Instead, it is Liu who appeals, arguing the court erred in refusing to award punitive damages on this record, and in reducing the amount of attorney fees awarded, from the $62,400 sought, to $20,000. We conclude that while the judgment makes it fairly clear the court did not intend to award the amount of punitive damages suggested by Liu, it is not clear that the court intended to award no punitive damages at all. To the contrary, attachment B to the judgment explicitly provides that the court is awarding punitive damages against Wolfe, and three of his related entities, based upon findings of fraudulent conduct and their intent to injure Liu. We cannot reconcile that portion of the judgment with the court’s failure to specify any amount of such damages. We thus remand the case for clarification of the issue.

On the other hand, we agree the court abused its discretion in awarding Liu less than one-third of the attorney fees he incurred in this case. The record clearly demonstrates this was no run-of-the-mill default. Wolfe waged a hard procedural fight, including a demurrer to the original complaint, and an unsuccessful opposition to Liu’s request for a writ of attachment, and then either ignored or obstructed Liu’s efforts at discovery, necessitating several motions and court appearances by Liu’s counsel prior to the entry of default. There is nothing in the record to suggest the fees incurred by Liu weren’t warranted in these particular circumstances, and it is clear they could have been largely avoided by Wolfe’s reasonable cooperation in the process; if he intended no defense on the merits, Wolfe could have negotiated a settlement or stipulated to liability. It is Wolfe, and not Liu, who should bear the cost of his intransigence.

The judgment is reversed, and the case remanded with directions to include therein the full amount of fees requested by Liu in his request for court judgment, and to consider an additional request for attorney fees incurred by Liu in connection with this appeal. The trial court should also clarify its intent with regard to punitive damages.

FACTS

Liu’s first amended complaint alleges Wolfe is both an attorney and a licensed investment advisor. He has several related entities through which he conducts his investment business, including respondents Juris Wealth Management (Juris Wealth), Real Equity Pursuit, LLC (REP), and Juris Wealth Management, P.C. (Juris Wealth P.C.) In October of 2006, Liu attended an investment seminar conducted by Wolfe and Juris Wealth, and was given promotional literature which claimed, among other things, that “[w]hat makes us unique in our market is that we provide services and expertise through the power of a law firm. We provide our clients the full benefits of attorney-client privilege, fiduciary protection, tax intelligence, legal competence and professionalism that financial planning firms and mortgage brokerages cannot.”

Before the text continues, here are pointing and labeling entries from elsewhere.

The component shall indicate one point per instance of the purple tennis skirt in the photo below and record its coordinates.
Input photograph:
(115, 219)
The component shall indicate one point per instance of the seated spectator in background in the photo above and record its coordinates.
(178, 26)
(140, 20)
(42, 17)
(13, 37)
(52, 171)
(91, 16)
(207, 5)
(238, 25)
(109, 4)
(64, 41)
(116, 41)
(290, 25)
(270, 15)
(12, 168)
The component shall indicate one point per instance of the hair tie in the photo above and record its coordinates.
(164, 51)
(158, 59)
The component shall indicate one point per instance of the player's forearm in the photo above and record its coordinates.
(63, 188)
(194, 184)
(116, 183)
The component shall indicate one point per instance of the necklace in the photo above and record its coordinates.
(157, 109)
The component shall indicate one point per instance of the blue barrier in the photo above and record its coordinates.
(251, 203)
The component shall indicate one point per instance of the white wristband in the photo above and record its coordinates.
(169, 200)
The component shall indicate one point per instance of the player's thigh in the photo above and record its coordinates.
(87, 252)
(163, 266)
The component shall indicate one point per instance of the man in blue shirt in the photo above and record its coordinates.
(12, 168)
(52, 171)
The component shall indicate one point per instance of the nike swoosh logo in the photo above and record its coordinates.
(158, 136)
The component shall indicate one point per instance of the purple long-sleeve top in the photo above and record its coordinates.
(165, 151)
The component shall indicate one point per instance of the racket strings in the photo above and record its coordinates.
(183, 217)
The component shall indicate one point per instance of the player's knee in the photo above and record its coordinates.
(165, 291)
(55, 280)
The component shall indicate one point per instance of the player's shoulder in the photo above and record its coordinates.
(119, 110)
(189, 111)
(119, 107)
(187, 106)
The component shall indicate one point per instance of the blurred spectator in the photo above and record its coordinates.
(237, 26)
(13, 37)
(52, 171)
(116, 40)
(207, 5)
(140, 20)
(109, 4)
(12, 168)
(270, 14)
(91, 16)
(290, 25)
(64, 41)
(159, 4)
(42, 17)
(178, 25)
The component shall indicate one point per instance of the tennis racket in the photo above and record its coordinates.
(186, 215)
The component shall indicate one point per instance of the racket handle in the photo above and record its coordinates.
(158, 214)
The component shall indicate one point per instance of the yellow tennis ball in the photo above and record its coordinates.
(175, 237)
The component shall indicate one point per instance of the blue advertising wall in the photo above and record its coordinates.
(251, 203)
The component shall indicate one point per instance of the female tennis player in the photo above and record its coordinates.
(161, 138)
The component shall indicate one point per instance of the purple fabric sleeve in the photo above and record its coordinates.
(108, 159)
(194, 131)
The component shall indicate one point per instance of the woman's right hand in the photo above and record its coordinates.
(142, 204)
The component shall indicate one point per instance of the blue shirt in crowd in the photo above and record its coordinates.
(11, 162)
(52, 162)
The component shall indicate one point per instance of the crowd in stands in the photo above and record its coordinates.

Liu thereafter met with Wolfe to obtain investment advice, and Wolfe allegedly encouraged him to borrow $150,000 against the equity in his home, and invest that money through Wolfe and Juris Wealth in what he claimed was a “safe” option – described as constituting part of a larger sum loaned to a man named Roger Pawson, who was described as the president of “Cal-Bay International, Inc. (Cal-Bay.) Wolfe allegedly told Liu that the investment would be fully secured by first trust deeds on valuable real property in Utah. Wolfe also allegedly told Liu his investment would be “short-term, ” approximately 12 months in duration, and would yield a return of 2.5 percent per month. Wolfe represented that he had significant experience and expertise with this type of investment.

However, Wolfe allegedly failed to perform due diligence about Cal-Bay, and did not disclose to Liu that Cal-Bay was a Nevada corporation which, although it had registered to do business in California, was not in good standing with the California Secretary of State, and thus had forfeited its right to do business in California. He did not disclose that Juris Wealth or Juris Wealth, P.C. would receive a large payment from Pawson and Cal-Bay as compensation for arranging the loan of Liu’s money. Wolfe also failed to disclose that he intended to release Liu’s money to Pawson prior to the recording of any trust deeds to secure the investment, and without determining that the properties to be encumbered by the promised first trust deeds were not already encumbered.

Based upon Wolfe’s representations, Liu decided to make the recommended investment. However, at the last moment, Wolfe instructed Liu to make his investment directly to REP, rather than to himself or Juris Wealth, allegedly in an effort to limit his own liability for the investment funds, and without informing Liu that REP was not qualified to do business in California, and that it had no assets other than the funds to be invested. Wolfe also presented Liu with a “collateral assignment agreement” through which he purported to further restrict liability for any damages suffered by Liu in the event the borrowers defaulted.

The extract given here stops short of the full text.